Por
que a Europa rejeita a carne brasileira
Assim
que surgiu a primeira notícia de que a União Europeia (UE) fechou as portas
para a carne brasileira, a reação imediata foi: seria cômico se não fosse
trágico, ou soaria melhor o contrário: seria trágico se não fosse cômico? Na
dúvida, ambas parecem descrever bem essa situação em que tudo aquilo que a
“moderna” pecuária defende, fomenta e, a partir disso, exclui, desqualifica e
invisibiliza, passou a justificar novas barreiras econômicas, agora sustentadas
por argumentos sanitários apresentados como meramente técnicos e objetivos. Mas
aquilo que os “agentes da modernização” sempre fizeram acabou se voltando
contra eles. Irônico, não? O “grande” que exclui vira o “pequeno” que é
excluído, não porque não se modernizou, mas justamente porque se modernizou
demais. O que nos lembra uma das características centrais desses sistemas de
produção: a criação contínua de suas próprias crises. Como a imagem da serpente
que devora a própria cauda, a expansão desenfreada do sistema acaba produzindo
as tensões que ameaçam suas condições de estabilidade. Infla tanto que uma hora
explode (Fraser, 2023).
Isso
significa que até mesmo o sucesso do sistema, medido em milhares e bilhões de
frangos, porcos e bois abatidos e carnes exportadas, torna-se uma fonte real de
crise e potencial colapso. Mas tratando-se de mercados, e em especial, do
mercado global de carne, a questão nunca é apenas sanitária. Faz diferença que
esse grande produtor seja um país latino-americano que sempre precisou seguir
os ensinamentos dos países hegemônicos, que construíram o modelo e agora o
devolvem em chamas, tentando separar criador e criatura sob um manto verde de
preocupação que não sabemos ao certo se é ambiental, ética,
econômica-protecionista ou política – talvez todas juntas.
Quando
colocamos como epígrafe a frase do poeta Paulo Leminski (com todas as desculpas
que o uso merece), a intenção era brincar com essa inversão: o “além” alcançado
depois “de ser exatamente o que se é” talvez seja descobrir que é possível
sofrer sanções por ser demasiadamente moderno. Em outras palavras, trata-se de
um modelo que, ao buscar produzir uma vida cada vez mais industrial,
tecnológica e uniformizada, maximizando a eficiência e a produtividade, acaba
por produzir suas próprias vulnerabilidades (Blanchette, 2020). Ao tratar a
natureza como recurso infinito, organismos animais e vegetais como
absolutamente passíveis de serem manipulados, e ao se embrenhar no mundo
microbiológico realizando “truques de Deus” (Haraway, 1995), a economia
capitalista está sempre à beira de desestabilizar suas condições de existência.
Definitivamente
não é tarefa fácil, e talvez nem possível, se preocupar com problemas
sanitários e catástrofes ecológicas sem abrir mão das ambições econômicas.

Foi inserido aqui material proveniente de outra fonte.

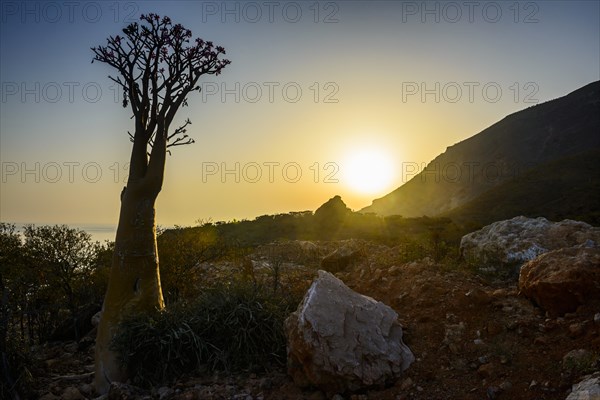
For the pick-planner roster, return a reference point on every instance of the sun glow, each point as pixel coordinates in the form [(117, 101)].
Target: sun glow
[(368, 171)]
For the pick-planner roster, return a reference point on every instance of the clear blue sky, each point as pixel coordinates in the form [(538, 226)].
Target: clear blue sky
[(310, 87)]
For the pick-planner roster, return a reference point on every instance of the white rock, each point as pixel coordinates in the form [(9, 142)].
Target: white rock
[(521, 239), (339, 340)]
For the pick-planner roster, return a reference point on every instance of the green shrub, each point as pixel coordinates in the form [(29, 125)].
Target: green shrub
[(228, 328)]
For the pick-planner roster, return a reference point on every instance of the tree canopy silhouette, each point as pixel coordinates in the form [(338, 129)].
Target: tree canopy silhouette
[(158, 66)]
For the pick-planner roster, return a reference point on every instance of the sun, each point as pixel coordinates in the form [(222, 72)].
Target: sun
[(368, 170)]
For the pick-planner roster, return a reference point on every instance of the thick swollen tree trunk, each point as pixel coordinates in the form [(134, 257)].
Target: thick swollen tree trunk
[(134, 282)]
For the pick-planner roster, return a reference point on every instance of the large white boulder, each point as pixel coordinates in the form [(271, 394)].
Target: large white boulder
[(342, 341), (512, 242)]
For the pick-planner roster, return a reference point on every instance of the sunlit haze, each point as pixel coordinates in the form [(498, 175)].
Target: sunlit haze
[(321, 99)]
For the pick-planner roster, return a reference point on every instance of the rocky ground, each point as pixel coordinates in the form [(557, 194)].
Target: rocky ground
[(472, 338)]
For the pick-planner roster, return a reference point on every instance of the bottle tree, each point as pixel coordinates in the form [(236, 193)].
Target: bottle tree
[(158, 66)]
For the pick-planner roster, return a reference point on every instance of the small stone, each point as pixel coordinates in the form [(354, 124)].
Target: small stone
[(576, 330), (72, 393), (86, 389), (485, 370), (318, 395), (49, 396), (533, 384), (406, 384), (540, 340), (492, 392), (577, 359), (164, 392), (71, 347)]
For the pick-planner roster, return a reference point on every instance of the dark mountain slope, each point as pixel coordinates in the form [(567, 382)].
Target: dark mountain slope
[(537, 135)]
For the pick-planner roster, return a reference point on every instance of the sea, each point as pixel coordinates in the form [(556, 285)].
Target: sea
[(99, 232)]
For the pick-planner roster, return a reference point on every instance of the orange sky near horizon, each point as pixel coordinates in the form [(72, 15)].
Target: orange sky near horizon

Muito antes das atuais crises socionaturais, o próprio Karl Marx já anunciava o
colapso do capitalismo diante do acirramento de suas contradições. Mas aqui,
tais contradições permitem qualificar o capitalismo como “canibal”, nos termos
de Nancy Fraser, por necessitar da natureza, mas depreciá-la ao mesmo tempo,
mantendo uma relação que consome, transforma e, por que não, também subverte a
riqueza do planeta para acumular mais valor. E não para por aí, pois trata-se
de um modelo que deposita nos meios técnico-econômicos (Hui, 2020) a
expectativa de resolver os problemas que eles mesmos produzem.
Mas o
que temos visto é que esse otimismo não se comprova. Ao longo do século XX, os
problemas foram se sobrepondo e se complexificando, a ponto de vivermos hoje
aquilo que alguns pesquisadores descrevem como “o tempo das doenças infecciosas
emergentes” (Fortané e Keck, 2015; Grisotti, 2010). Mas isso não significa que
o modelo tenha perdido legitimidade, mesmo diante de crises que não são
pontuais, mas constitutivas. No entanto, as peças se movem no tabuleiro e, no
caso brasileiro, o modelo que sempre excluiu agora se vê excluído por seguir
até as últimas consequências o destino para o qual foi preparado.
Apesar
dessas considerações sobre a relação entre Brasil e Europa, não se trata de
opor um agronegócio brasileiro “bárbaro” a um mercado europeu “civilizado”.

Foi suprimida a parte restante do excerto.